NCT00822549 (www.clinicaltrials.gov).
在可能影响阿片类药物药理反应的各种因素中,遗传多态性[单核苷酸多态性(SNP)]引起了一些关注。
研究候选基因中与吗啡药效动力学和药代动力学相关的四个 SNP[阿片受体 mu1(OPRM1)、ATP 结合盒亚家族 B,成员 1(ABCB1)外显子 21 和外显子 26、儿茶酚-O-甲基转移酶(COMT)]对吗啡剂量需求和术后不良事件的影响。
单中心前瞻性研究。
法国巴黎大学医院,2007 年 1 月 2 日至 2011 年 11 月 15 日。
共 438 名白人成年患者,拟在全身麻醉下接受主要矫形手术(脊柱、髋关节和膝关节)。主要排除标准为:慢性疼痛接受阿片类药物治疗、术前 2 天内使用非阿片类药物、怀孕、肾功能不全、睡眠呼吸暂停阻塞综合征、病态肥胖、严重肝损伤、认知功能障碍。
检测血浆中吗啡及其代谢物(吗啡 3-葡糖苷酸和吗啡 6-葡糖苷酸)的浓度,并分析四个候选基因中的常见 SNP[阿片受体 mu1(OPRM1)A118G rs1799971;P 糖蛋白(ABCB1)T3435C(rs1045642)和 G2677T/A(rs2032582);COMT Val 158 Met(rs4680)]。吗啡由 PACU 中的工作人员滴定,病房患者自控静脉镇痛 24 小时。
达到疼痛缓解所需的吗啡剂量以及吗啡药效动力学和动力学相关基因中的 SNP 对吗啡剂量需求的影响。次要终点是吗啡、吗啡 6-葡糖苷酸和吗啡 3-葡糖苷酸的浓度、需要解救镇痛的患者比例以及与吗啡相关的不良事件的比例。

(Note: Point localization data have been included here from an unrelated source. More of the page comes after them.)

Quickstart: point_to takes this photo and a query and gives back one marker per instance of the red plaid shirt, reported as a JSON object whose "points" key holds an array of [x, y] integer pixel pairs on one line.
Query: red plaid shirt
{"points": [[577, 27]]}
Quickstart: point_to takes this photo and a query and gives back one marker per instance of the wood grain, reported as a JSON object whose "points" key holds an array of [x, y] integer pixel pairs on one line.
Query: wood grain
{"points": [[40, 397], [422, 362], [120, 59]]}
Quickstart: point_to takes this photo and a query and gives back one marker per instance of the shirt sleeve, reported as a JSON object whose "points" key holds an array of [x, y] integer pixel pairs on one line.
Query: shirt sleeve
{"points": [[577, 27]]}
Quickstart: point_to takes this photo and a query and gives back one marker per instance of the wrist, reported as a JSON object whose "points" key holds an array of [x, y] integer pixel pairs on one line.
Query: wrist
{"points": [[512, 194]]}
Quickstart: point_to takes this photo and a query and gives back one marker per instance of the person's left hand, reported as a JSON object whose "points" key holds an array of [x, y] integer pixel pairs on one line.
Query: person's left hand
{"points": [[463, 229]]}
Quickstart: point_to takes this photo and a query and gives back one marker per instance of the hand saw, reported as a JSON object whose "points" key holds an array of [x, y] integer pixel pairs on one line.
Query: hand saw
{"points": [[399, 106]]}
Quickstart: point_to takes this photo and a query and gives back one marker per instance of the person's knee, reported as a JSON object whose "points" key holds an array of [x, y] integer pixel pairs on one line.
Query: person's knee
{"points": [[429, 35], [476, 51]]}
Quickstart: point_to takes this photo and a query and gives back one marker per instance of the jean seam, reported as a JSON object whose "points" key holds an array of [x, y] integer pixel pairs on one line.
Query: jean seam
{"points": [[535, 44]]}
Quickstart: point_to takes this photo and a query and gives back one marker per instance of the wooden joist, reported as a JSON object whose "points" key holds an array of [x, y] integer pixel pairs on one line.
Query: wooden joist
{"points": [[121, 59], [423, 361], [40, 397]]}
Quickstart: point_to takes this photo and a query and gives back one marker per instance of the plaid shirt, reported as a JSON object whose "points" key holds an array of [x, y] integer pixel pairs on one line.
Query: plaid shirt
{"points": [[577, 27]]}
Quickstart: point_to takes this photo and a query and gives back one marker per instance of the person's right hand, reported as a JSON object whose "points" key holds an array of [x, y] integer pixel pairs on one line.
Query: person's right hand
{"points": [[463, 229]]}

共有 404 名患者完成了研究的最终分析。PACU 中达到疼痛缓解所需的吗啡平均剂量为 15.8 ± 8.8mg,患者自控静脉给药时为 22.7 ± 18.6mg。37%的患者出现与吗啡相关的不良事件。任何遗传多态性与吗啡剂量、吗啡 3-葡糖苷酸和吗啡 6-葡糖苷酸浓度、吗啡相关不良事件或疼痛水平之间均无相关性。仅在 PACU 中,P 糖蛋白多态性(外显子 21;外显子 26)与吗啡浓度显著相关,但模型预测效果不佳(R=0.04)。
在术后期间,OPRM1、ABCB1、COMT 的 SNP 与吗啡需求、疼痛水平或不良事件之间未显示出主要关系。
NCT00822549(www.clinicaltrials.gov)。